Monitoring the HEALTH of an IBM Storage Scale System with Grafana dashboard - IBM/ibm-spectrum-scale-bridge-for-grafana GitHub Wiki

Starting with version 5.2.2, a new sensor called GPFSmmhealth has been added to the IBM Storage Scale performance monitoring tool. This sensor collects health state metrics for various GPFS cluster components every 30 seconds.These metrics provide a numerical representation of the states defined for "mmhealth", a command-line interface used to monitor the health of the node and services hosted on the node in IBM Storage Scale. The exact mapping between states and numerical values could be found in the GPFSmmhealth sensor documentation available in the IBM Storage Scale Knowledge Center.
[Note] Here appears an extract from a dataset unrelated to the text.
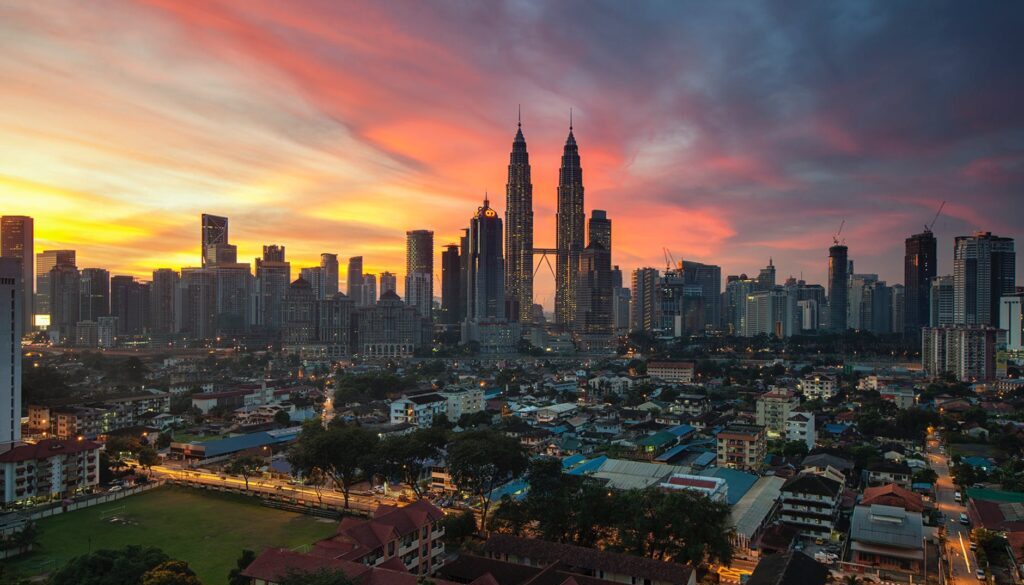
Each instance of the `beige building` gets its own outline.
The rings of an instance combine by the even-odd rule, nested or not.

Example dashboards in the gpfs cluster health overview sub-folder allow you to monitor the aggregated health state of each cluster node, drill down to the components health state view of a particular node, and then go even deeper to view the health of individual entities within a component.
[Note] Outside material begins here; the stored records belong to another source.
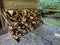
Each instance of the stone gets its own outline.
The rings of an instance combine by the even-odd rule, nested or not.
[[[60,45],[60,40],[57,39],[57,38],[54,38],[54,39],[52,40],[52,43],[53,43],[53,45]]]
[[[0,36],[0,45],[8,45],[8,44],[9,45],[60,45],[60,40],[58,38],[56,38],[55,35],[49,34],[50,33],[49,31],[51,31],[51,30],[49,30],[49,28],[52,28],[52,27],[47,26],[47,25],[42,25],[42,26],[38,27],[36,30],[22,36],[20,38],[19,43],[17,43],[16,40],[14,40],[12,37],[10,38],[8,33],[4,34],[4,35]],[[53,28],[52,31],[55,34],[56,28]],[[51,32],[51,33],[53,33],[53,32]],[[46,34],[46,33],[48,33],[48,34]],[[50,36],[47,37],[48,35],[50,35],[50,36],[52,35],[53,38]],[[1,42],[2,40],[4,40],[4,41]]]

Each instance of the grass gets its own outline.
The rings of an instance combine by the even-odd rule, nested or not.
[[[60,28],[60,19],[45,17],[43,18],[43,21],[49,25]]]

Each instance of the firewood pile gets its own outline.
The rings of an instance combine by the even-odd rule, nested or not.
[[[38,9],[19,9],[12,10],[11,13],[6,11],[7,20],[9,21],[9,33],[19,42],[19,38],[35,30],[42,25],[43,21],[38,14]]]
/gifs/gpfs_cluster_health_status_overview.gif

The 'gpfs cluster health overview' example dashboards are available for both, the for the OpenTSDB and the Prometheus Datasource types. Drilldown does happen via hyperlinks between the individual dashboards: “GPFS Cluster overview”, “Component health view by node selection” and “Component entities health details”, which are based on metadata selection. For this reason, you must import all three dashboards: from the Datasource type with which the Grafana Bridge is registered with Grafana.